Non che questo terzo episodio della saga dei mutanti Marvel sia migliore degli altri; probabilmente non lo è (non c’è una scena paragonabile seppur lontanamente all’incipit del secondo…). Sta però il fatto che pare di poter dire che è la saga nell’insieme a convincere.

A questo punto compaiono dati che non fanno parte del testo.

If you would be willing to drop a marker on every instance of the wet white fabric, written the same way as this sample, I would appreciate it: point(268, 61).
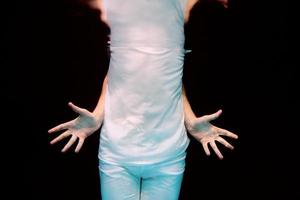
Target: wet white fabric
point(147, 182)
point(144, 119)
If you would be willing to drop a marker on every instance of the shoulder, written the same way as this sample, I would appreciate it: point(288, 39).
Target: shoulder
point(188, 7)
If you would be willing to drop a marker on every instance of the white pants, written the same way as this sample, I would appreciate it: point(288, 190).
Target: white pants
point(142, 182)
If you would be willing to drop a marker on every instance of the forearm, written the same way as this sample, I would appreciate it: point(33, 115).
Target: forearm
point(99, 109)
point(189, 115)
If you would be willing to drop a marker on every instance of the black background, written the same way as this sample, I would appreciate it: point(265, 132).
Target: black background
point(55, 52)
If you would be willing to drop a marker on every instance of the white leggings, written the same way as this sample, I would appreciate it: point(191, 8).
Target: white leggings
point(143, 182)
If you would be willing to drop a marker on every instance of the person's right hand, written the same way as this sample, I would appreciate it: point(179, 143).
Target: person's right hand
point(81, 127)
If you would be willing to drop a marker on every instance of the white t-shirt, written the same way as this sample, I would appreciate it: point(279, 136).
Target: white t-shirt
point(144, 118)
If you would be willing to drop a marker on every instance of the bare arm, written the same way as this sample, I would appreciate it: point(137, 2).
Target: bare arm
point(189, 115)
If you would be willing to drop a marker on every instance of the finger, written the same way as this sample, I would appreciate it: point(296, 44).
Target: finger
point(69, 144)
point(216, 150)
point(60, 137)
point(79, 145)
point(206, 149)
point(60, 127)
point(77, 109)
point(225, 143)
point(227, 133)
point(213, 116)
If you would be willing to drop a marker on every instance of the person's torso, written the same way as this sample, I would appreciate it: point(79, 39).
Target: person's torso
point(144, 121)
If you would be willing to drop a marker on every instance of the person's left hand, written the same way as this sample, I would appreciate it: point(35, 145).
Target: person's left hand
point(224, 3)
point(206, 133)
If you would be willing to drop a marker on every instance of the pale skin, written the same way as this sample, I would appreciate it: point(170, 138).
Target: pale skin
point(88, 122)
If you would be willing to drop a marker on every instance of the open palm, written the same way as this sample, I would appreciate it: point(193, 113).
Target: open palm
point(79, 128)
point(206, 133)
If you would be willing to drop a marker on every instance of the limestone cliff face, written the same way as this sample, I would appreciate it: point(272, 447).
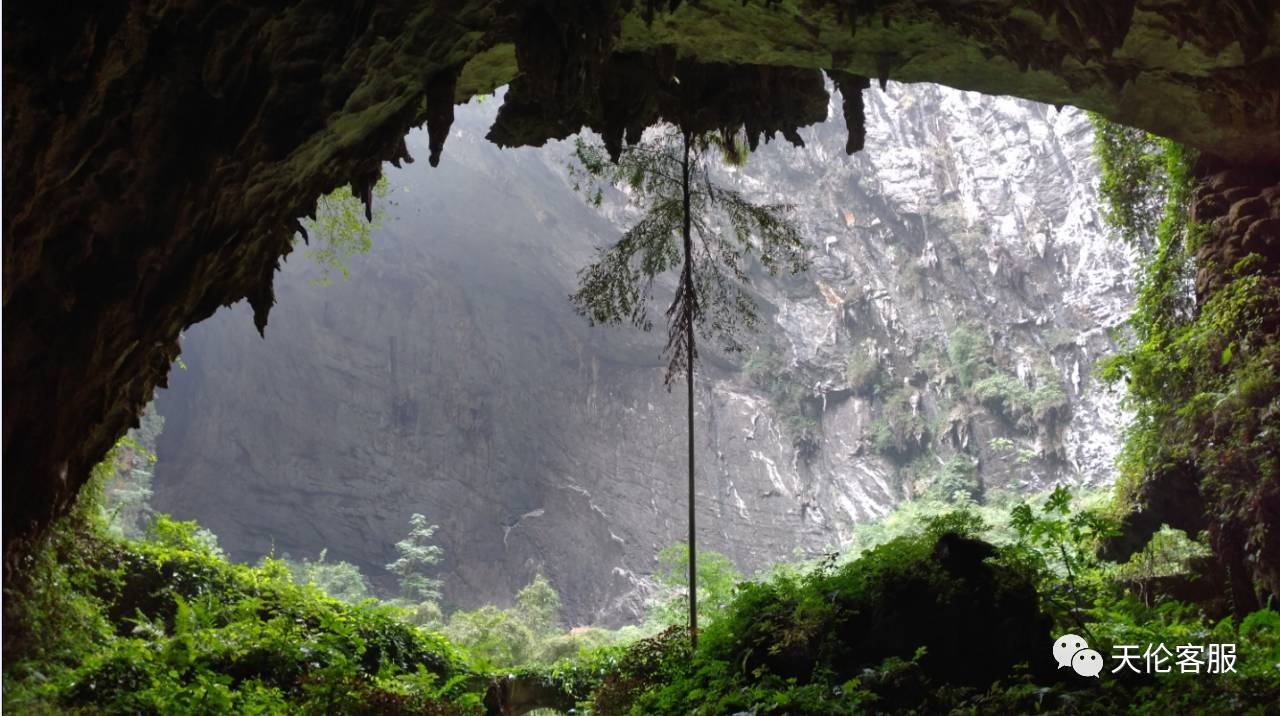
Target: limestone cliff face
point(158, 155)
point(451, 375)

Vi riesce perché pésca, ma senza saccheggiare in modo ignominioso, in temi che funzionano al di là delle mode, temi che impattano forte su tutti coloro sensibili perlomeno a tre elementi che nessun effetto speciale riesce a ricacciare in secondo piano.

Il primo è la dimensione legata alla diversità, con tutto ciò che ne segue: emarginazione prima tentativo di cancellazione o comunque di normalizzazione poi (quest’ultimo di fatto è il tema portante di quest’episodio, poiché l’intera storia ruota attorno a un farmaco capace di rendere qualsiasi mutante non più tale…).

Il secondo, magari più sfumato ma lungi dall’aver cessato di dire quello che ha ancora da dire, è la convivenza nello stesso essere di un potere che pur facendo dello stesso un soggetto ben al di là di quanto umanamente possibile, lo rende al contempo quanto mai fragile, caratteristica, questa sì, profondamente umana, e che si traduce nell’essere dominati dal proprio potere piuttosto che dal riuscire a dominarlo.

Il terzo, altrettanto importante, è la perdita dello status di mutante, quindi dei poteri, e per estensione dell’onnipotenza, evento che la sceneggiatura carica di una mestizia e di un dolore tutt’altro che trascurabili.

 

Rispetto al suo possibile rivale, Mission Impossibile:3, questo X-Men: Conflitto finale (diretto da Brett Ratner, subentrato all’ultimo momento a Brian Singer) un anima ce l’ha, e ogni interazione tra mutanti e umani e tra i mutanti stessi, sta a ricordarcelo.

Lo si vede con una partecipazione a tratti inspiegabile, quella che normalmente si riserva ad altri film.